As we watch our nation continue to make stupid, counterproductive decisions in it's self-described "war on terror", every now and then we get a glimpse of the reason there are so many people in the world who hate us enough to die trying to force us to just leave them in peace. Certainly, America's activities in the rest of the world, even in those rare occasions when her motives were pure, have consistently been arrogant, ham-handed and culturally insensitive, and have very often resulted in alienating and angering the very people they were intended to help.

It's a tragedy how poorly the US government has targeted the actual aggressor, and in many cases have actually knowingly responded to external threats by attacking the wrong target. The greatest example of this is Iraq. How is it that, once attacked by a Sunni Egyptian/Saudi organization, the greatest minds in America retaliated by invading Secular Iraq? Clearly, these were not actually our greatest minds.

So now we have Iran's president, Mahmoud Ahmadinejad, visiting New York. The frantic, hateful response to his expressed desire to go to Ground Zero was far beyond embarrassing, to the point of being cringe inducing. And yet, from every corner, all walks of American punditry, all you hear is voices raised in concert, decrying the very thought of such a loathsome possibility.

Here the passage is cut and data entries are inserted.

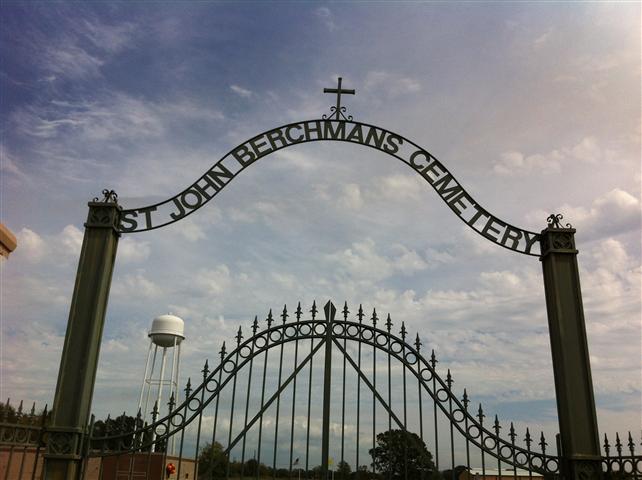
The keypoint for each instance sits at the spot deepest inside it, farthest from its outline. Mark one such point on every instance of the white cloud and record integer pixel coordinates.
(391, 84)
(326, 16)
(612, 213)
(9, 164)
(31, 246)
(350, 197)
(401, 186)
(135, 286)
(131, 250)
(70, 61)
(71, 240)
(213, 281)
(362, 261)
(241, 92)
(516, 163)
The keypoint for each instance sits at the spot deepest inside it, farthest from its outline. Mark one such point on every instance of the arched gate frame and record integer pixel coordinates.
(106, 222)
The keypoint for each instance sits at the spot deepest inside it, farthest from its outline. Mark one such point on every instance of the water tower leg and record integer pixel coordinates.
(160, 389)
(142, 386)
(149, 383)
(172, 387)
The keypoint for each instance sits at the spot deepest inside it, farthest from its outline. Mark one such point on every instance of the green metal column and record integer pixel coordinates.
(77, 373)
(579, 439)
(330, 312)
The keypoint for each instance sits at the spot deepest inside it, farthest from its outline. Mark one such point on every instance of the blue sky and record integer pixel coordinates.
(534, 107)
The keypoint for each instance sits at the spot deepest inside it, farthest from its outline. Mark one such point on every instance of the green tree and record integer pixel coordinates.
(402, 454)
(343, 469)
(212, 462)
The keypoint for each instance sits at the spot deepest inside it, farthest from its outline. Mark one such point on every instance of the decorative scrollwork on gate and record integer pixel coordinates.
(469, 422)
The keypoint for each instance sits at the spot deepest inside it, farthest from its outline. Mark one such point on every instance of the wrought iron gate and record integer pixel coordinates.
(256, 414)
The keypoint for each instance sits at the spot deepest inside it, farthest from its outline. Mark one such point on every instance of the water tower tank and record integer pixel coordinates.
(167, 329)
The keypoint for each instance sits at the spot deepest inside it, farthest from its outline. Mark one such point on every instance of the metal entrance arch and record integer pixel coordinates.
(426, 409)
(106, 221)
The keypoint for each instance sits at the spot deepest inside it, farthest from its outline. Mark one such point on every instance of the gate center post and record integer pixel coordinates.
(579, 439)
(330, 312)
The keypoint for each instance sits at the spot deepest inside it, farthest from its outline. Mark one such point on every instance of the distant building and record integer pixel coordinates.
(8, 242)
(507, 473)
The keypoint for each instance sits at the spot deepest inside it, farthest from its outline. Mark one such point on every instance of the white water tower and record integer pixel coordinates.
(167, 332)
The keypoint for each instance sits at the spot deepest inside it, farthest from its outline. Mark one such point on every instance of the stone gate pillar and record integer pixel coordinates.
(77, 373)
(579, 439)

Why would this be? The Iranians did not attack us. And whatever hostility they may show toward America, perhaps at least some of it might be explained by the fact that our government is having an debate, right out there in the open, about attacking them without provocation. If another nation, say Brazil, had a fleet of warships off our coast, was occupying Mexico and was openly discussing whether it would be a further excellent idea to bomb our nuclear reactors, I wonder if we might feel something less than brotherly love for them?

But the hue and cry raised against this "outrageous" visit to that sacred ground in lower Manhattan is representative of so much that has gone wrong with American society. Apparently we have become so fragile, we cannot allow a head of state to visit ground zero, taking from it whatever he might, saying what he might. It is especially odd that we still allow the Ku Klux Klan to march, we allow white supremacists to sell records full of hate, but we do not have the cultural fortitude to allow a visit by the Iranian Head of State, and perhaps have our feelings hurt by what he might say. And it saddens me that our venal, criminal government has been so effective in demonizing a people who are not, or at least should not be, our enemies.

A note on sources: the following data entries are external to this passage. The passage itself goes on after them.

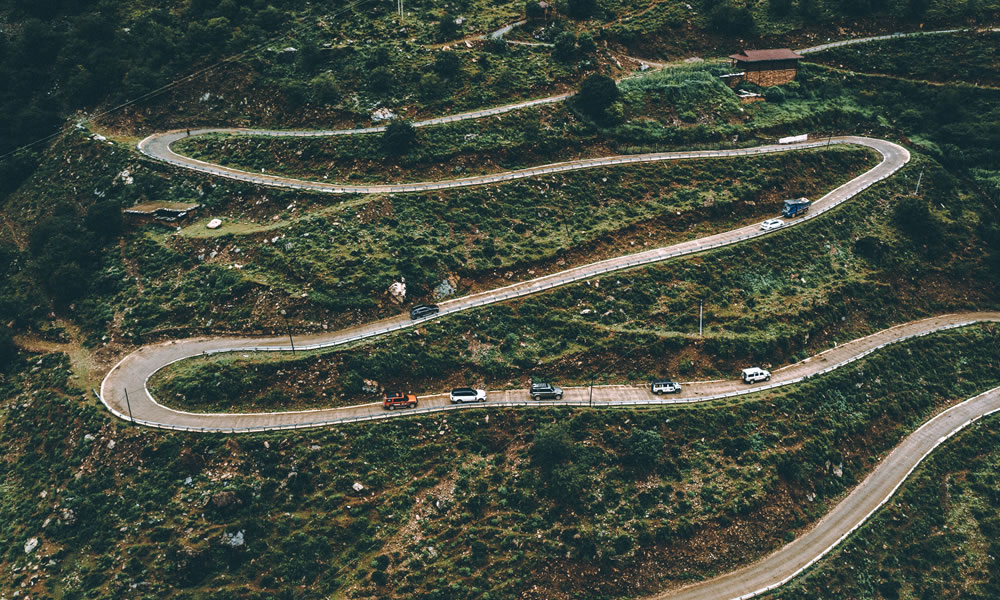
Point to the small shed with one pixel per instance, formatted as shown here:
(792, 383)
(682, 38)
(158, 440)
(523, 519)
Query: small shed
(767, 67)
(164, 212)
(539, 11)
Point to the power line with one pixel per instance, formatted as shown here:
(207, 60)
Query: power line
(185, 78)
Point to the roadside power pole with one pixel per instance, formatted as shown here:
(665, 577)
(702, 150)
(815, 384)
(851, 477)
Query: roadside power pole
(129, 405)
(288, 328)
(701, 313)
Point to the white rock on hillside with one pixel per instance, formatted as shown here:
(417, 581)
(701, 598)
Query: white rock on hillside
(398, 291)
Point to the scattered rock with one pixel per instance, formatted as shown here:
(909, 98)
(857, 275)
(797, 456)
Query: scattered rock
(224, 499)
(398, 291)
(234, 540)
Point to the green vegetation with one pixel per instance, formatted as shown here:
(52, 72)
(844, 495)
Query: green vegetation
(936, 539)
(960, 58)
(556, 499)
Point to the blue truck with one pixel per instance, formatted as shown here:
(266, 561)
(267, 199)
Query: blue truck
(795, 207)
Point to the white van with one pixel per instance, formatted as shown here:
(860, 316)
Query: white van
(755, 374)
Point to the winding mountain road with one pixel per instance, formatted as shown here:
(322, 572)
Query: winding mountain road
(125, 393)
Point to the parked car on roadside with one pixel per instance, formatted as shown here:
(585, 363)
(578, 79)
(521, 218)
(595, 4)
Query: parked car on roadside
(545, 391)
(755, 374)
(423, 310)
(665, 386)
(770, 224)
(394, 400)
(467, 395)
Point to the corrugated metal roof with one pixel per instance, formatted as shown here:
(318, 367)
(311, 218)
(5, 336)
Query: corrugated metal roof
(764, 55)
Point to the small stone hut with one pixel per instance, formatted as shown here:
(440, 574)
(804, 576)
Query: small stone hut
(767, 67)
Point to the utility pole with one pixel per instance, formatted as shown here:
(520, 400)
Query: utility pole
(129, 405)
(701, 313)
(289, 329)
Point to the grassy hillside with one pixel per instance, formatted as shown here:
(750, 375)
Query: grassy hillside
(509, 504)
(970, 58)
(936, 539)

The only people who should not be allowed to visit that sensitive memorial to our losses on that day would be bin Ladin and Zawahiri. And for that matter, were they in custody in America, I would like to take them in irons down to that site and rub their nose in the death of innocents. I believe that in spite of whatever bravado they might show, what humanity they have would recoil from the thought of the horror they caused on that summer morning.

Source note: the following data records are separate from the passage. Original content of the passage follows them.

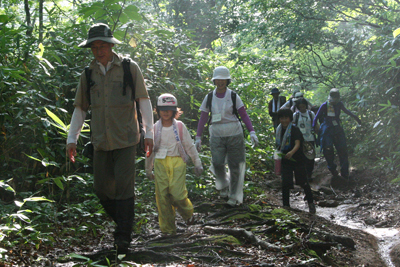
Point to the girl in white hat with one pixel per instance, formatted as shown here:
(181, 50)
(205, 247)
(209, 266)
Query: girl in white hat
(173, 146)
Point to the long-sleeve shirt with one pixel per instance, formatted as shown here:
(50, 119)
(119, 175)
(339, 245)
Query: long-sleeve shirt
(333, 115)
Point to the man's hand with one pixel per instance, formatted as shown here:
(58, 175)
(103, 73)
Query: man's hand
(198, 170)
(71, 151)
(253, 138)
(197, 143)
(289, 155)
(149, 144)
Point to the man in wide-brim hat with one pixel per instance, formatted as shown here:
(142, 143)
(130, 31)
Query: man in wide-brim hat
(114, 127)
(274, 105)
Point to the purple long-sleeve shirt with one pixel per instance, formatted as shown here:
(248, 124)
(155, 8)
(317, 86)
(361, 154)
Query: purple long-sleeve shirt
(323, 113)
(242, 113)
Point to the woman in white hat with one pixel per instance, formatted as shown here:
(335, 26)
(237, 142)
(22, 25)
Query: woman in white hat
(226, 135)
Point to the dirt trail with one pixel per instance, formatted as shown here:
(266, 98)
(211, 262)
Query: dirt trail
(261, 233)
(369, 204)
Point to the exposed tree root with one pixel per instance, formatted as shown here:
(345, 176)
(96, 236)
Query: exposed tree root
(247, 235)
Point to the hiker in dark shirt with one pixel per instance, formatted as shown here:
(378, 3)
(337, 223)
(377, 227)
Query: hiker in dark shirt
(332, 134)
(289, 141)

It isn't just Americans that harbor such generalized, ignorant racism. Certainly, in places as widely separated as Germany, France and China, the people hate the "others", people who are not like them. But somehow it is Americans who have perfected a kind of insouciant racial hatred, a sense that they can't be bothered to learn the difference between Persians and Arabs, Japanese and Chinese, Mexicans and Salvadorans. It is sad that we live in a nation that can make the calculation "Muslims attacked us, Iranians are Muslims, therefore Iranians are our enemies". Or even more simplistically, "Muslims attacked us, we need to kill all Muslims". This racist, militarist mindset will ultimately bring America down, because you cannot sustain eternal warfare against half the world's population, but to so many Americans, purity of hatred may not be watered down by pragmatic concerns over morality, economics or the judgment of history.